Eines Morgens im Mai 1944 sagten uns deutsche Wachleute, wir würden in ein Arbeitslager geschickt, das ihren Worten zufolge in Ungarn lag. »Es geschieht zu eurem eigenen Schutz. Wenn ihr arbeitet, bleibt ihr am Leben«, sagten sie. »Eure Familien bleiben zusammen.« Wir hatten Gerüchte unter den erwachsenen Gettobewohnern zirkulieren hören, denen zufolge die Juden, die man nach Deutschland verschickte, umgebracht wurden. Wir glaubten also, wenn wir in Ungarn blieben, würden wir davonkommen und wären sicher.
Die Wachleute sagten uns, wir sollten unsere Habseligkeiten dalassen, alles, was wir brauchten, sei im Arbeitslager vorhanden. Trotzdem nahmen Mama und unsere großen Schwestern ein paar Wertgegenstände aus unserem Zelt mit. Papa trug sein Gebetbuch bei sich. Miriam und ich zogen unsere gleich geschnittenen weinroten Kleider an.
Die Wachen verfrachteten uns zu den Zuggleisen und trieben uns in Viehwaggons, sie schoben und stießen, bis ein Waggon mit achtzig oder hundert Leuten gefüllt war. Sie machten Papa zum Verantwortlichen für unseren Waggon. Man teilte ihm mit, er werde erschossen, falls irgendjemand floh. Die Türen wurden zugeworfen und mit einer Metallstange verriegelt, die in zwei Halterungen geschoben wurde. Stacheldraht versperrte vier kleine Fenster hoch oben, zwei auf jeder Seite. Wie sollte da jemand fliehen?
Miriam und ich drängten uns wie so oft eng aneinander. Es war kein Platz zum Sitzen oder Liegen vorhanden, auch nicht für Kinder wie uns. Obwohl ich noch ein kleines Mädchen war, spürte ich, dass etwas Schlimmes im Gang war.
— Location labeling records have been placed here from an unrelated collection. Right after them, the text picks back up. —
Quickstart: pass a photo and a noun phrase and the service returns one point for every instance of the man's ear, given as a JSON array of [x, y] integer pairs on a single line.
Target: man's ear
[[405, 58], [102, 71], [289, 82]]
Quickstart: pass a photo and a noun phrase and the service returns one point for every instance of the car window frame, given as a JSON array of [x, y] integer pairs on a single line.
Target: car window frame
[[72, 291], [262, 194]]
Allein die Machtlosigkeit unserer Eltern zu erkennen, die ich immer als unsere Beschützer gesehen hatte und die nun nicht mehr in der Lage waren, unsere Familie zu beschützen, allein dies zerstörte grundlegend jedes Gefühl von Sicherheit, das ich jemals gehabt hatte.
Tagelang fuhr unser Zug über die Gleise, das endlos ratternde Geräusch nur gelegentlich unterbrochen vom Tuten der Zugsirene. Wir hatten nicht nur keinen Platz zum Sitzen oder Liegen, wir hatten kein Essen, kein Wasser und keine Toiletten. Ich erinnere mich, dass ich sehr durstig war, mein Mund war verklebt und trocken.
Als der Zug am ersten Tag zum Tanken hielt, bat Papa den Streckenposten um Wasser. Der Posten verlangte fünf goldene Uhren als Gegenleistung. Die Erwachsenen sammelten die Uhren ein und übergaben sie ihm. Danach schleuderte der Posten einen Eimervoll Wasser zu dem stacheldrahtbewehrten Fenster hoch. Das Wasser spritzte sinnlos in die Gegend. Nach meiner Erinnerung bekam ich nichts davon ab. Vielleicht ein oder zwei Tropfen, aber das stillte meinen Durst nicht ansatzweise. Am zweiten Tag hielt der Zug erneut, und die Sache mit dem Wasser wiederholte sich.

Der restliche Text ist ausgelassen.